Renald Bernier

Ouf!

27 Mai. 2013

Vous le saviez, l’état des finances publiques laissait présager des coupures importantes dans les investissements en forêt privée. Les dépôts successifs du budget et des crédits budgétaires ont aggravé ces craintes. La place de la forêt privée était bien difficile à voir. Qui plus est, il était impossible d’ignorer la menace alors que tous les secteurs d’activités du gouvernement étaient appelés à trouver des fonds pour équilibrer le budget.
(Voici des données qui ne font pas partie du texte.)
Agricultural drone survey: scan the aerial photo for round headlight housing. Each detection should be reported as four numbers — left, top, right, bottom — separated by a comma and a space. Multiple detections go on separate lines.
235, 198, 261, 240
L’intégrité de notre secteur d’activité était en danger.

C’est donc avec un profond soulagement que j’ai écouté madame MARTINE OUELLET annoncer les investissements en forêt privée. Ainsi, le MRN reconduit le Programme de mise en valeur de la forêt privée (28,5M$) et celui du Programme de création d’emplois (15M$). À ces sommes s’ajoutent 5M$ en aménagement sylvicole en forêt privée. Ces annonces ont enlevé beaucoup de pression sur les acteurs de la forêt privée et spécialement sur les groupements forestiers. À cet effet, je dois vous dire que je ne suis pas peu fier du travail réalisé par RESAM et madame Ouellet. Dès les tout premiers jours, nous avons entretenu des canaux de communications fort constructifs. Nous avons pu sensibiliser les décideurs sur l’importance que jouait la forêt privée dans les communautés forestières et on nous a écoutés. Cette attitude a permis de développer une vision commune de la situation et de trouver des solutions. Jamais nous n’avons été en confrontation dans ce processus et j’en remercie la ministre. Cette relation est de bon augure pour les travaux à venir.

De l’aide encore bienvenue

Il m’apparait très important de souligner la participation du ministre fédéral de l’Agence de développement économique du Canada pour les régions du Québec, monsieur DENIS LEBEL. À maintes occasions par le passé, monsieur Lebel a démontré sa préoccupation pour le développement des communautés forestières. Encore cette année, il a contribué au maintien de l’activité forestière en région en investissant 9,9M$ dans une entente pour le renforcement de l’activité économique des collectivités du Québec en sylviculture. Sans son intervention, la forêt privée aurait dû faire face à un avenir beaucoup plus sombre.

Du travail encore à faire

Bien que soulagés, nous devons constater tout de même que les annonces confirment une diminution de deux millions de dollars en investissement par rapport à l’an dernier. L’impact de la crise forestière rend difficile l’absorption de cette baisse pour nos entreprises. Par contre, nous sommes d’avis qu’il est possible et nécessaire de faire en sorte que tous les processus soient optimisés afin de pouvoir réaliser le même volume de travaux sur le terrain. Il est très important que débute immédiatement le processus d’optimisation des ressources en forêt privée. L’heure est à chercher toutes les parcelles d’efficacité possible et il est essentiel de revoir le rôle de chacune des structures afin d’évaluer leurs compétences stratégiques et trouver le meilleur moyen de faire de la forêt privée, le fer de lance de la reprise du secteur forestier. Nous devons nous donner comme objectif de trouver ces deux millions de dollars dès cette année en améliorant la productivité de toutes les composantes de la forêt privée. C’est nécessaire!

À bout de souffle

L’épisode hivernal de la course aux budgets remet sur la sellette l’importance de pouvoir planifier à long terme. Cet hiver, le MRN a concentré ses efforts afin de trouver des sommes supplémentaires à investir en forêt privée. De notre côté, nous avons été placés dans une situation de décroissance potentielle importante qui nous a empêchés de profiter de la saison morte pour faire du développement. Il n’y a pas grand monde qui a eu le temps de regarder en avant… Nous ne pouvons pas nous payer le luxe de passer par un processus semblable l’année prochaine. Il est indispensable de doter la forêt privée d’une vision de trois à cinq ans afin que l’on puisse maximiser l’impact de nos ressources. C’est une priorité!

Regarder devant

Somme toute, je vois dans cette aventure un signe positif pour la forêt privée. Surtout lorsque l’on pense à l’exercice de refonte du régime forestier. Les efforts déployés par l’appareil gouvernemental pour supporter la forêt privée sont très encourageants. Il faut maintenant unir nos forces afin d’utiliser nos ressources à bon escient, et RESAM est toujours disponible pour y travailler.